Le Rive ora perdono pezzi: chiusi il Bragozzo e Dalì
Un uno-due da stendere un toro. A maggior ragione se ectoplasmatico come l’attuale mondo della ristorazione triestina. Con l’aggravante di essere maturato in quello che, a torto o a ragione, viene considerato come l’Eldorado dell’offerta enogastronomica locale, le Rive.
Nei fatti due locali, uno storico e uno comunque conosciuto, hanno chiuso i battenti nell’arco di un paio di settimane. Si tratta del “Bragozzo” di Riva Nazario Sauro e del “Dalì” di Riva Tommaso Gulli, un centinaio di metri più avanti sullo stesso lato. Entrambi, per una singolare coincidenza si affacciano su “Eataly” ma, come vedremo, lo sbarco in città del colosso di Farinetti non ha niente a che fare con le disavventure delle due location.
Iniziamo dal “Bragozzo”, sicuramente tra i due la cessazione di attività più dolorosa. Perchè quella trattoria era là quando non esisteva via Torino, la movida suonava come un termine esotico, gli chef si chiamavano ancora cuochi e si poteva presentare in tavola la cucina triestina senza dover vergognarsi per la sua apparente “povertà”. Chi si ricorda di Giorgio Nessi, delle sue paste spadellate, di un posto semplice ma amato dai vip (oddio, quei pochi che offre la casa, cioè Trieste...), di un’offerta che andava avanti quasi per inerzia ma non risultava mai banale?
Altri tempi. La gente ancora usciva la sera regolarmente e riempiva i locali, tirare la fine del mese non era un problema, si rideva e si scherzava di più. A seguire, la crisi. Il bilancio familiare controllato, i tagli dove si può, a partire dalle cosiddette spese superflue. E, in molti casi, la voce ristorazione figurava ai primi posti. Cionostante, Carmine Maiellaro ha vissuto almeno un paio di stagioni brillanti in quel locale. Ristretto e sagomato sulle sue necessità e le sue offerte: pesce fresco con qualche volo di fantasia, così come faceva fin dai tempi delle mitiche “Barettine”. Ma, adesso, non può più fare. Dice: «Abbiamo dovuto chiudere perché non posso più rimetterci per lavorare. Il 2016 è stato un anno orribile, ci ho perso parecchi soldi. Non si poteva andare avanti in questa maniera, meglio tirare giù le serrande, almeno non si volatilizzeranno degli altri soldi». Maiellaro, del resto, non rischia la disoccupazione. In pochi giorni si è già sistemato, come cuoco, nello storico “Primo” di via Santa Caterina. Ma vicino al mare un altro pezzo di storia se n’è andato.

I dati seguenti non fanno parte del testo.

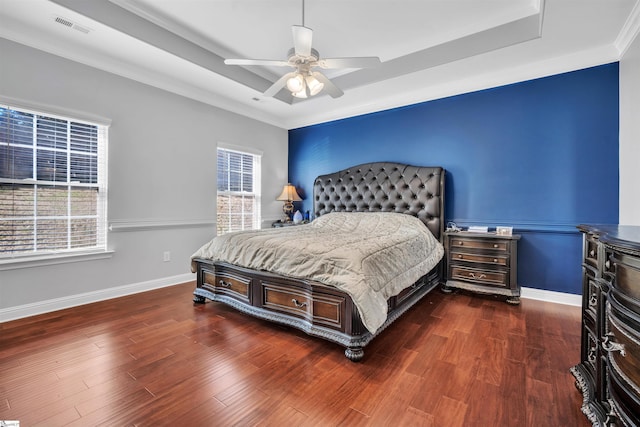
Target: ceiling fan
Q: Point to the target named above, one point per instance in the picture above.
(305, 81)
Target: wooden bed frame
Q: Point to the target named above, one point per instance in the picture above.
(318, 309)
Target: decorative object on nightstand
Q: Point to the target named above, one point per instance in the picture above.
(288, 196)
(484, 263)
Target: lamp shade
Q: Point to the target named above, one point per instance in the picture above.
(289, 193)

Ha meno aneddoti da raccontare, invece, Massimo Cigotti, già cuoco e deus ex machina del “Dalì”, posto che ha vissuto delle ben strane metamorfosi. Nato come luogo di tendenza, tutto tapas e bella gente, apericene e dopoteatro, ha visto vaporizzarsi ben presto la prima gestione. La seconda, quella di Cigotti, appunto, operativo assieme a una socia, era tornata dentro territori del gusto più classici, senza rinunciare ad apprezzate innovazioni. Ma, chissà, forse l’imprinting originale gli è pesato o forse l’offerta, che pure riempiva spesso e volentieri il posto, non è stata sufficiente.
Nei fatti, a sprangare il “Dalì” non è stata una decisione comune ma una lite tra soci. «Siamo per avvocati - ammette Cigotti - perché la mia socia ha intrapreso la via dell’autofallimento ignorando il mio parere, che era contrario, vedremo come andrà a finire». Di sicuro c’è che il locale non riaprirà. Non con questa gestione, almeno. E pare si sia fatta viva una cordata che vorrebbe realizzare un ristorante etnico, serbo, che sulle Rive indubbiamente mancava. Si vedrà.
Ultimo flash su un altro ristorante al momento con le porte sbarrate. Si tratta dell’Elefante Bianco, anche se la sua storia è profondamente diversa. Basti dire che il suo referente è stato ed è tuttora Antonio De Paolo, responsabile di Eataly Trieste.
È capitato, in effetti, che il manager abbia trasferito il suo chef di riferimento, Vincenzo Vitola, proprio all’Osteria dei Venti della struttura di Farinetti. E non occorre ricordare che la fortuna o la sfortuna dei ristoranti la fanno i cuochi. Di qui la scelta di prendersi una pausa di riflessione, a serrande abbassate. L’Elefante tornerà, questo è sicuro, ma non ci stupiremmo affatto se la sua tipologia, la sua offerta dovessero cambiare in maniera anche radicale.